Alessandro de’ Medici, known as “The Moor”, due to his dark complexion, was the natural son of Lorenzo, Duke of Urbino, brother to the Pope, and a servant of mixed race.

Alessandro’s reign over the Tuscan city was effectively a short one – 6 years – because on the night of the 6th and 7th of January 1537 he was assassinated by his cousin Lorenzino. When he died, the senior branch of the family died with him, but the power of the Medici family would soon be assured by the rise of the branch known as “Popolano”, with Cosimo I.

Di Cinto brings his story back to life

Five-hundred years on, Daphne Di Cinto, the African-Italian actor, writer and director, is seeking to bring his story back to life. The trailer for her debut short film, Il Moro, has been released. The period drama, set during Italy’s Renaissance, is based on the life of Alessandro de’ Medici. He was the first black head of state in modern western Europe.

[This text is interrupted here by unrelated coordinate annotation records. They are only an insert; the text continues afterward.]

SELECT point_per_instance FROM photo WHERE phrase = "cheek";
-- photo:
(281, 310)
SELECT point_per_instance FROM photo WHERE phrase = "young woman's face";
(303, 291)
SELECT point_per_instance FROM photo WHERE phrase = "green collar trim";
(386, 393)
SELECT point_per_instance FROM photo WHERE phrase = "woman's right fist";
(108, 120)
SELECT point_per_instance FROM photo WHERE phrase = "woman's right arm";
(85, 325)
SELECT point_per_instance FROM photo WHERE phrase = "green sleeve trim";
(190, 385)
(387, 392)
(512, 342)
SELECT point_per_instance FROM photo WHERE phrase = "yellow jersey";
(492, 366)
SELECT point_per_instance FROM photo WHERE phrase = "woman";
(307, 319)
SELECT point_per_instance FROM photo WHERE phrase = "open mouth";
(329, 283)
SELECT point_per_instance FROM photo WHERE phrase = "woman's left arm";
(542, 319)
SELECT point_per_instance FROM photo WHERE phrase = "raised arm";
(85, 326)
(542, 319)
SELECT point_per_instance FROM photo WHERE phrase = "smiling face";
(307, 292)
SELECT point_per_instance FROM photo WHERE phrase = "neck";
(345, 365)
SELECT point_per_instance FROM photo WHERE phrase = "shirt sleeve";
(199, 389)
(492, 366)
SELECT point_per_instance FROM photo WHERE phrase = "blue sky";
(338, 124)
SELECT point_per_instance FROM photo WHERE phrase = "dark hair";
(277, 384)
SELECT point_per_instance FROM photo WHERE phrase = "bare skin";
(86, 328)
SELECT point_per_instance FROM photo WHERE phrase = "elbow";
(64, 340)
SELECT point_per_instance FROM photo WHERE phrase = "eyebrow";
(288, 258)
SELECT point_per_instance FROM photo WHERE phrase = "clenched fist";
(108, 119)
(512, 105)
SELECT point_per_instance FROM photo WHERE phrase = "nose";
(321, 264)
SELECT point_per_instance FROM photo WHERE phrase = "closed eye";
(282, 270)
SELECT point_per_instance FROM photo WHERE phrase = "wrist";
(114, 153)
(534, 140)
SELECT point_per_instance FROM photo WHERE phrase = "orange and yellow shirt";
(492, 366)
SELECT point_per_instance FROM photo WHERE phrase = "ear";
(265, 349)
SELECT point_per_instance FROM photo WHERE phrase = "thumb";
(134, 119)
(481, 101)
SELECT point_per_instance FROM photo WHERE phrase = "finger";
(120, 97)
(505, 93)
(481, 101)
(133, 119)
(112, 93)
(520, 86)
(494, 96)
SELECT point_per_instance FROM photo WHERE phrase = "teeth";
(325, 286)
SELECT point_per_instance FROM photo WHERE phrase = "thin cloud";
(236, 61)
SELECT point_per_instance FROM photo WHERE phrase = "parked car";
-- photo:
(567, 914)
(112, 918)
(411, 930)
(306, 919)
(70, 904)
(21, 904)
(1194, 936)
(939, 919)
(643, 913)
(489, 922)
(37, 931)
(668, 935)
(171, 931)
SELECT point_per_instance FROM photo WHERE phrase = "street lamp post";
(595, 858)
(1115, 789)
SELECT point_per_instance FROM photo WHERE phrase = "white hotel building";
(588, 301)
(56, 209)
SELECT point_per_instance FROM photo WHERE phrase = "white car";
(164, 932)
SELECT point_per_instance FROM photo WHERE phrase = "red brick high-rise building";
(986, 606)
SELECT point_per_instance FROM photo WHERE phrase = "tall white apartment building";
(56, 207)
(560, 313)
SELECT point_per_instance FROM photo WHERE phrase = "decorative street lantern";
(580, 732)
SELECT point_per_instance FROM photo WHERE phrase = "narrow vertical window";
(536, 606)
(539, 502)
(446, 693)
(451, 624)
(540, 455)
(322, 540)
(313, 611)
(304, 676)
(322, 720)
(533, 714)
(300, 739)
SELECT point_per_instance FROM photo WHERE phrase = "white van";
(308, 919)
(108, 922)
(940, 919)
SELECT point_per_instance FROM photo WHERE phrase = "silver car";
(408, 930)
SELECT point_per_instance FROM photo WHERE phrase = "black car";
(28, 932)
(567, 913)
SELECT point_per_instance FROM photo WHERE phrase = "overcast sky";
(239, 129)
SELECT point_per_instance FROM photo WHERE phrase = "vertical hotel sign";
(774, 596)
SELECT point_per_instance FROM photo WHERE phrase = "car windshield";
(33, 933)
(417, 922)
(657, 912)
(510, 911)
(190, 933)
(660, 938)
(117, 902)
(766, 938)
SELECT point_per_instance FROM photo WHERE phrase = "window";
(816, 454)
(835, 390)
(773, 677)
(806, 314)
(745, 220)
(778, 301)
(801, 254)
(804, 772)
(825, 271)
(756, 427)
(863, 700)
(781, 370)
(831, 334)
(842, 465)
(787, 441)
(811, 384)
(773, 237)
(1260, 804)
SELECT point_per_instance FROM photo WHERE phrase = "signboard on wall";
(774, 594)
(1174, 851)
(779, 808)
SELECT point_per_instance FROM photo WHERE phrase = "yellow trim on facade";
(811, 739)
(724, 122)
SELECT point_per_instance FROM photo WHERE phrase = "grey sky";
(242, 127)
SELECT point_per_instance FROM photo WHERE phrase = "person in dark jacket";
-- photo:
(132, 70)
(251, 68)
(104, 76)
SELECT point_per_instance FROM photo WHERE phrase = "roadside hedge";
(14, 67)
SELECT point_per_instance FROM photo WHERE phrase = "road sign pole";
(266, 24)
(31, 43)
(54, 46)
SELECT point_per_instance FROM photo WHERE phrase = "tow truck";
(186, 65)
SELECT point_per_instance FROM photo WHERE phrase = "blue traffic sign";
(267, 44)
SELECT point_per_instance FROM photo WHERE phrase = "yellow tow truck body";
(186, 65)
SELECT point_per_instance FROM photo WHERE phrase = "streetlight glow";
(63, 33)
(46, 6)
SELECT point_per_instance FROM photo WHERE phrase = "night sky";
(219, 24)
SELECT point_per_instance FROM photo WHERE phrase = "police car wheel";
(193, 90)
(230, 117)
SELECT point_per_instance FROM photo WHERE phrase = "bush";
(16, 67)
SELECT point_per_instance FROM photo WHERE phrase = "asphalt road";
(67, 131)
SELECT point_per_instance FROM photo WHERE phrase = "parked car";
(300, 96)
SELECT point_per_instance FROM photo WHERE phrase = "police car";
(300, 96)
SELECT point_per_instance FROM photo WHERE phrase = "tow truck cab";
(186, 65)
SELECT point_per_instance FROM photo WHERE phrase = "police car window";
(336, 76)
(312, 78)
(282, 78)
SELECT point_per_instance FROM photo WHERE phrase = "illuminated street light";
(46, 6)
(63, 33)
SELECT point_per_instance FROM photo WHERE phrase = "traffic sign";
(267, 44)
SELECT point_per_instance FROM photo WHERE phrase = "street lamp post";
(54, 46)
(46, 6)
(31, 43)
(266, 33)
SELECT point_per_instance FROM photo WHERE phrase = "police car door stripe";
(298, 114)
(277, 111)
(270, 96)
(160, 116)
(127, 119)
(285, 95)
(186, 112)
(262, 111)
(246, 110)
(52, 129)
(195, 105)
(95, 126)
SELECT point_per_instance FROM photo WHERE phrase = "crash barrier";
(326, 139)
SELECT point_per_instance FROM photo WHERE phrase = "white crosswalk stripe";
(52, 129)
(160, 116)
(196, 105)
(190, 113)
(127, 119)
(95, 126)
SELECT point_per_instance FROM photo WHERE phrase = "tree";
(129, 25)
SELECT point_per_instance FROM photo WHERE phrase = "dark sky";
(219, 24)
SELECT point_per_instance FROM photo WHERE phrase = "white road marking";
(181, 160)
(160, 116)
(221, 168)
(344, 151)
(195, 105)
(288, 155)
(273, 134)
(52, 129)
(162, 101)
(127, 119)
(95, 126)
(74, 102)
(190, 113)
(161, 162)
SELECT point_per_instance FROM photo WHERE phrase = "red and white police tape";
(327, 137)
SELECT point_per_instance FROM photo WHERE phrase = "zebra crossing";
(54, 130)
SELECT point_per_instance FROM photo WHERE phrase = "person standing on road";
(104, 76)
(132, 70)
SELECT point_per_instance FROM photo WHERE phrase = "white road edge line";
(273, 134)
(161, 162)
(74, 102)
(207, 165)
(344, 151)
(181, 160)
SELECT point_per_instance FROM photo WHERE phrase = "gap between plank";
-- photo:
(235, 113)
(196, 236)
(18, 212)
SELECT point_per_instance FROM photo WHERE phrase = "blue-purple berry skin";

“I discovered his story by chance, as I was conducting research for another project,” Di Cinto said. “I’ll be honest, I found out about him in one of those articles titled Ten people in history you didn’t know were black. And I was stunned. I had never learned about his background and people didn’t seem to be familiar with it either. I strongly felt that his story deserved attention as much as other Afropeans deserve representation in our history.

“[I find it] so funny that after fictionally giving birth to the most well known black duke around, I would in a way mother this other black duke through telling his story,” Di Cinto told The Guardian.

Discrimination for one reason or another

“Alessandro’s mother was enslaved, and according to the law at the time, you inherited your mother’s condition,” says Di Cinto. The director is herself mixed race, born to a Seychellois mother and a white Italian father.

“His life began as an upward climb. People wouldn’t have much consideration for him, which is a striking parallelism to the experience of today’s Afropeans. Today, it’s related to skin colour, back then it was about his ‘low birth’ – it still has the same name: discrimination. In some ways, I see myself in his story. Growing up, having to justify my being Italian was the norm. You will hear similar stories by my fellow Afro-Italians, many of whom aren’t even granted citizenship despite having been born and raised in Italy.”

The short, 20-minute film is currently on the film festival circuit. It stars Alberto Boubakar Malanchino as Alessandro de’ Medici, Paolo Sassanelli as Pope Clement, Balkissa Maiga as Alessandro’s mother and Andrea Melis as Ippolito de’ Medici. The clip is partly funded by a crowdfunding campaign on Indiegogo.

A portrait of Alessandro de’ Medici hangs in the Uffizi.